Struct Initialisation Syntax Help

 

Maybe a quick question, but I'm struggling to find the answer myself.

I'm trying to initialise all elements of an array within a struct at struct definition, currently using a constructor.

I can't get the right syntax though, or maybe I can't do it this way? - Can someone help?

struct myStruct
  {double            priceData[];
   bool              signal;
   double            magnitude;
                     myStruct() { priceData[]={-1}; }   //--- Constructor
  };


Thanks - I think I found a pretty good solution myself in the end, but it may be longwinded so any additional thoughts would be great!

New code...

struct myStruct
  {
   double            priceData[];
   bool              signal;
   double            magnitude;
      //--- Constructor
   myStruct() {
   ArrayResize(priceData,1440,1440);
   ArraySetAsSeries(priceData,true);
   for(int i=0; i<1440; i++){priceData[i]=-1;};
   }
  };

Probably no need to SetAsSeries at this point?

 
   for(int i=0; i<1440; i++){priceData[i]=-1;};

There's also ZeroMemory and ArrayFill.

 
lippmaje:

There's also ZeroMemory and ArrayFill.

Of course, I'm not thinking right...
I shall give that a test - my actual structures are more complicated still, but fingers crossed ZeroMemory will probably do what I want and I can ArrayFill the rest maybe!

Sorry for being dull - I've used these functions before, it just hadn't occured to me to use them in a constructor...
I'm just getting my head around OOP, but I guess the constructor is just code that runs whenever one of these structs is created and can contain any of these functions and more...

Thanks for the help.

 
mlbarnes:

Of course, I'm not thinking right...
I shall give that a test - my actual structures are more complicated still, but fingers crossed ZeroMemory will probably do what I want and I can ArrayFill the rest maybe!

Sorry for being dull - I've used these functions before, it just hadn't occured to me to use them in a constructor...
I'm just getting my head around OOP, but I guess the constructor is just code that runs whenever one of these structs is created and can contain any of these functions and more...

Thanks for the help.

ZeroMemory does a pretty nice job, but it seems to reset some of my enumerated data fields to zero, others oddly to -1... can't tell why yet, but I'm experimenting...
<Experiments demonstrated that I am an idiot - it does reset them all to zero (which if you define them correctly has the correct enumeration!), which is exactly what I need.

I should add that my actual struct constructions are far more complicated than the example I gave above!

I'm still wondering if I might like some more specific way to both initialise and reset a complex structure...

I think I shall write a function to reset everything as I would want it - just like the constructor in the first place.
Which begs the question - is there some way to re-run the constructor code on a struct even after it has been initialised and used etc?
Does a struct definiton somehow work like a class?
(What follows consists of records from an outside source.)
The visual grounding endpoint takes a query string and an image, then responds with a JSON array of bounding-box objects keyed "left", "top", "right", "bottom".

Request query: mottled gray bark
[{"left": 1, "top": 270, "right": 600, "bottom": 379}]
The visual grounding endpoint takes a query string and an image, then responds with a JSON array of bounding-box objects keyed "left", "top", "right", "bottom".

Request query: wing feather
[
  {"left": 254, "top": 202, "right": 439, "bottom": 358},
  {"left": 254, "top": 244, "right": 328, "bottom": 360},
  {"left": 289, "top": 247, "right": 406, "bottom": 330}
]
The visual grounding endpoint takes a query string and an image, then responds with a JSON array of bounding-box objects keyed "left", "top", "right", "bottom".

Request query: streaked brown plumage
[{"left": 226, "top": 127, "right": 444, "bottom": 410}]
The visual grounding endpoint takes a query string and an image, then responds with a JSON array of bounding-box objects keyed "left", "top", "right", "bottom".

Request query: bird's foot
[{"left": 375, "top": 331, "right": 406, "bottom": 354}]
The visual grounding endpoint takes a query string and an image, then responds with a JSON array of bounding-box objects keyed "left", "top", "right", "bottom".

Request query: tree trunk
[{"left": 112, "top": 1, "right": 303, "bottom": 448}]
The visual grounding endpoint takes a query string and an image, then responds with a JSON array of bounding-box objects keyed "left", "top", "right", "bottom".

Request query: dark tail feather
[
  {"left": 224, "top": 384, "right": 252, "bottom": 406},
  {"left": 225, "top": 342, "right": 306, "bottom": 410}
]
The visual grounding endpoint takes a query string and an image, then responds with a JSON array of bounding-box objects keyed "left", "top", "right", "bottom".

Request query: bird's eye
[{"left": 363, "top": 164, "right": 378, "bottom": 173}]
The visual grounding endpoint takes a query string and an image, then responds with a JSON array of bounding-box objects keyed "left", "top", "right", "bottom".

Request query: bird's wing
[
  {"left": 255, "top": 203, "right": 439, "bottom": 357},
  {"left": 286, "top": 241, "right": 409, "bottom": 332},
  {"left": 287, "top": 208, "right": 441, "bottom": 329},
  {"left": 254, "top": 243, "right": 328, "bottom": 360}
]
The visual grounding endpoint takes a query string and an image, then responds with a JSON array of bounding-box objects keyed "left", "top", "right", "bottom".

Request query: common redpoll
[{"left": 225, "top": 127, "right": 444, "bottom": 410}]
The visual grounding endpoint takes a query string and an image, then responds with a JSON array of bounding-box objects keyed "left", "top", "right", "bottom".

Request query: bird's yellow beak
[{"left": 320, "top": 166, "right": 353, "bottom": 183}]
Can I make the constructor public? How then to call it and point it at the correct already constructed struct?

Maybe easier to just copy paste the 'reset code' into a new function, but I'm trying to learn stuff!

 
You could build a 'Reset' function and call that from outside and from your constructor.
 
lippmaje:
You could build a 'Reset' function and call that from outside and from your constructor.
Sounds simple enough, thanks for helping me think it through.
One question - if I call it from the constructor, which could be creating any number of different new variables, how do I reference the 'target variable'?
 

'Target variable', what's that. Take a basic OO programming lession before going on. 

The Reset function will be part of the struct scope and so has access to all members, of course.